The usual rules of Europe apply when driving in Finland i.e., seat belts are mandatory front and back. Do not drink and drive. The Police can pull you over at any time and if you are over the limit, you risk going to prison. Passports, driver’s lisence and other relevant documents must be carried at all times, headlights must be used on roads outside of the towns at all times. In addition, also in the towns headlights must be used in wet, dull or misty weather, the national speed limit on highways (moottoritie) is 100kph, 80 – 100kph on main roads and 30kph in the cities as a rule.

Public Transport

Public transport in Finland can get expensive. There are good bus services, but many people prefer travel by rail. There are different kinds of service by train with the local commuter trains, the intercity trains and the superfast trains the Pendolino which has restaurant facilities.

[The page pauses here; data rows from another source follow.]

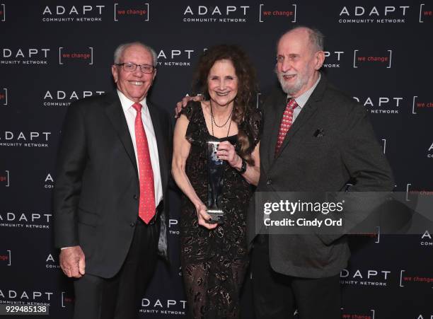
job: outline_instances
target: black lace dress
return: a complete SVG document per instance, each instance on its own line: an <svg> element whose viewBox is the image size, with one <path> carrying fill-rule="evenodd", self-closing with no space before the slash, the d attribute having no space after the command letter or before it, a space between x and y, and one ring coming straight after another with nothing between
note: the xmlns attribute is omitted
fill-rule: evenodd
<svg viewBox="0 0 433 319"><path fill-rule="evenodd" d="M185 138L191 144L185 172L197 196L207 199L207 141L229 140L238 151L237 135L216 139L206 127L200 103L190 103L183 114L190 120ZM253 151L259 141L262 116L258 110L246 116L238 126ZM219 206L224 223L208 230L198 225L195 206L185 195L180 221L181 262L190 314L194 318L239 318L239 292L248 258L246 220L253 189L241 174L224 166Z"/></svg>

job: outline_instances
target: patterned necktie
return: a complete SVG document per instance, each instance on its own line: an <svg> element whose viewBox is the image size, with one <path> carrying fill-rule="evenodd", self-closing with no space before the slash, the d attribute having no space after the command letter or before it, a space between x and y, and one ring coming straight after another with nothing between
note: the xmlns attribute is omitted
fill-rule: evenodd
<svg viewBox="0 0 433 319"><path fill-rule="evenodd" d="M277 145L275 145L275 154L277 156L279 149L282 145L282 142L284 140L286 134L289 132L291 123L293 122L293 110L298 106L298 103L294 100L294 98L290 98L287 101L286 109L283 113L283 117L279 124L279 131L278 132L278 139L277 140Z"/></svg>
<svg viewBox="0 0 433 319"><path fill-rule="evenodd" d="M152 217L155 216L154 171L152 170L147 137L142 120L142 105L134 103L132 108L137 111L134 127L140 180L139 216L146 224L149 224Z"/></svg>

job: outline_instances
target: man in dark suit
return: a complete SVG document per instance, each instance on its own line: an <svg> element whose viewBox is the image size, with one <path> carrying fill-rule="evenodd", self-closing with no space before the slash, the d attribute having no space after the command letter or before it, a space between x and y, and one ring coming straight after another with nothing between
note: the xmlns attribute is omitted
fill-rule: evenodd
<svg viewBox="0 0 433 319"><path fill-rule="evenodd" d="M264 104L256 191L337 192L350 181L350 191L391 191L391 171L366 110L319 71L323 38L298 27L278 42L281 88ZM350 256L346 237L258 236L262 211L252 202L248 221L256 318L293 318L297 308L301 319L340 318L340 272Z"/></svg>
<svg viewBox="0 0 433 319"><path fill-rule="evenodd" d="M58 153L54 239L76 278L76 319L137 318L157 253L167 256L172 130L147 98L156 54L132 42L114 60L117 91L70 105Z"/></svg>

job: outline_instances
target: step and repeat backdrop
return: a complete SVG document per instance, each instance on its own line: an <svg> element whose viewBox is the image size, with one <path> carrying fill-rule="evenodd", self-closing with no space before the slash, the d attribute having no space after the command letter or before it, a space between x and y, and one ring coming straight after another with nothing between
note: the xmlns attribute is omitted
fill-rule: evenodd
<svg viewBox="0 0 433 319"><path fill-rule="evenodd" d="M277 85L276 41L295 25L325 34L323 71L368 110L396 190L433 195L431 1L0 0L0 303L50 305L49 318L71 318L72 286L52 244L56 151L68 105L113 89L119 44L155 49L150 98L173 112L190 91L199 55L219 43L249 53L264 95ZM142 318L186 318L176 192L170 200L171 263L158 264ZM433 318L430 225L351 236L342 318ZM250 276L242 303L253 318Z"/></svg>

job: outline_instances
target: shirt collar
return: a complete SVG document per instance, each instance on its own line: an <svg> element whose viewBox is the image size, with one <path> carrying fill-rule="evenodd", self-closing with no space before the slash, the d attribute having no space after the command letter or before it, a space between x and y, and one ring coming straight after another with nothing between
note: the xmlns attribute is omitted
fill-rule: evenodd
<svg viewBox="0 0 433 319"><path fill-rule="evenodd" d="M129 108L132 108L132 105L135 103L135 102L129 100L125 95L125 94L123 94L119 90L117 91L117 95L119 95L119 99L120 100L120 104L122 105L122 108L123 109L124 112L126 112L129 109ZM142 106L143 106L142 110L146 108L145 108L147 106L147 104L146 103L146 97L144 97L144 98L139 103L142 105Z"/></svg>
<svg viewBox="0 0 433 319"><path fill-rule="evenodd" d="M319 81L321 81L321 77L322 76L319 73L319 77L316 81L316 83L314 83L314 85L311 86L310 88L308 88L307 91L306 91L305 92L304 92L302 94L301 94L299 96L298 96L296 98L295 98L295 100L296 101L296 103L298 104L299 108L304 108L304 105L306 104L307 101L308 100L308 98L310 98L310 96L313 93L313 91L314 91L317 85L318 84ZM291 96L287 94L287 100L289 100L290 98L291 98Z"/></svg>

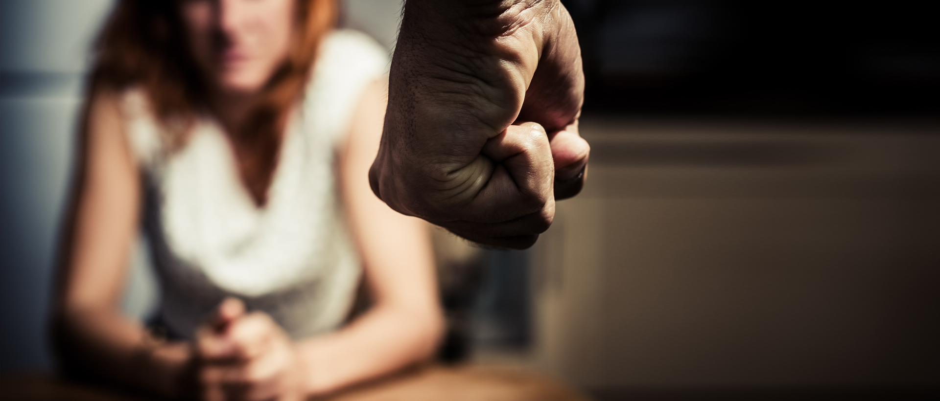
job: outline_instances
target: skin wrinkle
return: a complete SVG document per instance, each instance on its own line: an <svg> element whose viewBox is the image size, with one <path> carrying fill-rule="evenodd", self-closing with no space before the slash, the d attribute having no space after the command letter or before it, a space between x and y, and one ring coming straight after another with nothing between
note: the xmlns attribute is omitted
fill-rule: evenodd
<svg viewBox="0 0 940 401"><path fill-rule="evenodd" d="M406 3L385 129L394 139L383 142L370 180L393 208L465 238L486 240L495 234L486 224L518 221L521 231L500 235L530 240L552 220L551 139L571 127L558 144L576 148L563 154L587 149L572 124L583 88L576 37L555 0L467 3ZM531 134L525 121L547 132ZM461 221L478 223L447 224Z"/></svg>

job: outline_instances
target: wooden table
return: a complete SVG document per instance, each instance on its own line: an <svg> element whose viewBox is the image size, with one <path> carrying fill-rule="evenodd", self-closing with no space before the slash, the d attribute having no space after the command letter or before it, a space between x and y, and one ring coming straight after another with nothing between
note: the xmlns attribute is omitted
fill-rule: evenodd
<svg viewBox="0 0 940 401"><path fill-rule="evenodd" d="M0 378L0 399L23 401L143 401L153 398L93 387L51 374ZM587 401L562 382L529 371L496 366L414 368L317 401ZM313 400L311 400L313 401Z"/></svg>

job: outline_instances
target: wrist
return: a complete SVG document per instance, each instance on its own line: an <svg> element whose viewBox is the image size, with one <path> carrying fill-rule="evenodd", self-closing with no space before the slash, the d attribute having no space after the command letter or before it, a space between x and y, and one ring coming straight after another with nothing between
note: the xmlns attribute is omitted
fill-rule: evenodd
<svg viewBox="0 0 940 401"><path fill-rule="evenodd" d="M196 393L192 347L187 343L147 344L142 349L145 387L162 395L185 397Z"/></svg>

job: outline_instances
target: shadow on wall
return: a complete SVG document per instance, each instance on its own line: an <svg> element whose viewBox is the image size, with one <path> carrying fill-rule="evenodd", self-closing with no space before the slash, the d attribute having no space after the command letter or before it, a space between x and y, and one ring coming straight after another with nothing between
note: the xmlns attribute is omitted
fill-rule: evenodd
<svg viewBox="0 0 940 401"><path fill-rule="evenodd" d="M0 371L47 369L45 319L86 50L109 0L0 2Z"/></svg>

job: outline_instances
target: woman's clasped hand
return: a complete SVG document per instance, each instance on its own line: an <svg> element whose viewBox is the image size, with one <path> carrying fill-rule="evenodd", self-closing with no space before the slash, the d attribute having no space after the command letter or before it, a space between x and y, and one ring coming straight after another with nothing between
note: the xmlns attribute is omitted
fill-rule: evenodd
<svg viewBox="0 0 940 401"><path fill-rule="evenodd" d="M294 343L263 312L226 299L196 331L196 375L205 401L305 399L306 366Z"/></svg>

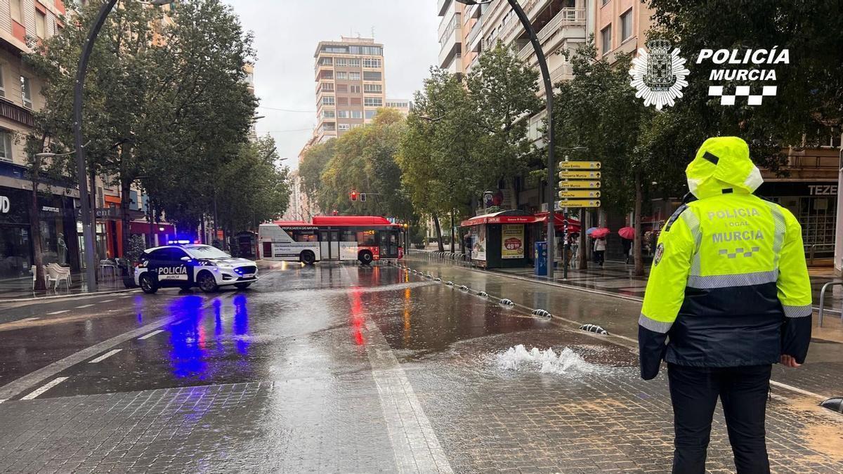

Finland is known for its excellence in telecommunication with digital fibre-optic fixed line network and a wide coverage for mobile telephones.

There is a national radio and television company which is funded by license fees and there are two private media companies with national TV channels. The national company Yle has four channels. Although satellite and cable is possible in Finland it is not common.


Electricity in Finland is 230 volts and 50 Hz and the plugs are the European two pin. Few people in Finland use gas now and most households are dependent upon electricity. The electricity in Finland has recently been deregulated so that the prices of consumption are competitive.

Climate and Weather

Many people who are not familiar with northern Europe think that Finland is a land of ice and snow and that it is always freezing cold. This is not so at all. The long summer days are frequently warm with temperatures reaching 20c in the height of the summer (in the last few years Finland has had extensive heatwaves with super high temperatures for weeks). In the winter temperatures can plummet to minus 20c from December to mid March and, in the depths of winter the sun struggles to make an appearance at all up in north. Even in Helsinki a December day is short with sun light – the sun rises around 9 am and goes down around 3 pm. The weather is much more temperate usually in southern Finland than in Lapland.

Visas and Immigration

A valid passport is required by all nationals except for EU members with a valid ID card. Visas are not required by EU members or nationals from Australia, Canada or the US for stays of up to 90 days within a six month period. Prospective expats from the EU must apply for a residence permit if staying longer than 90 days.

Expats taking pets to Finland should ensure that the animal has a microchip which complies with ISO (International Organisation for Standardisation). The pet should have the pet passport as required by the EU ruling 998 which states that the animal must be shown to have been vaccinated against rabies and other diseases by a licensed vet at least 30 days prior to travel.


The currency in Finland is the Euro.

Health Service

Finland has a very good public health service which is funded via taxes and supplemented by health insurance. Anyone who has lived in the country for more than four months must contribute to the health system (via taxes).


Everyone must attend school from the age of seven for nine years until 16 (9th grade) when students need to pass an exam on order to enter for post lower secondary education to higher education (high school 10-12th grade = lukio in Finnish) or to a vocational school. The applications are made through a centralized system. The public school system is one of the best in the world if not the best. All Finnish teachers have university level education and teaching is a respected profession. Even kindergarden teachers have masters degrees.

There are an International school, Russian School, French School, English School and many Swedish speaking schools in Helsinki.

Buying/Renting Property

Buying property in Finland is not difficult and can be processed via the Bank and a Real Estate Agent without the need for a lawyer. Sometimes it is advisable to use the services of an attorney/lawyer who can look into the ‘nitty gritty’. Foreign nationals are permitted to purchase property anywhere in Finland except for the province of Ahvenanmaa.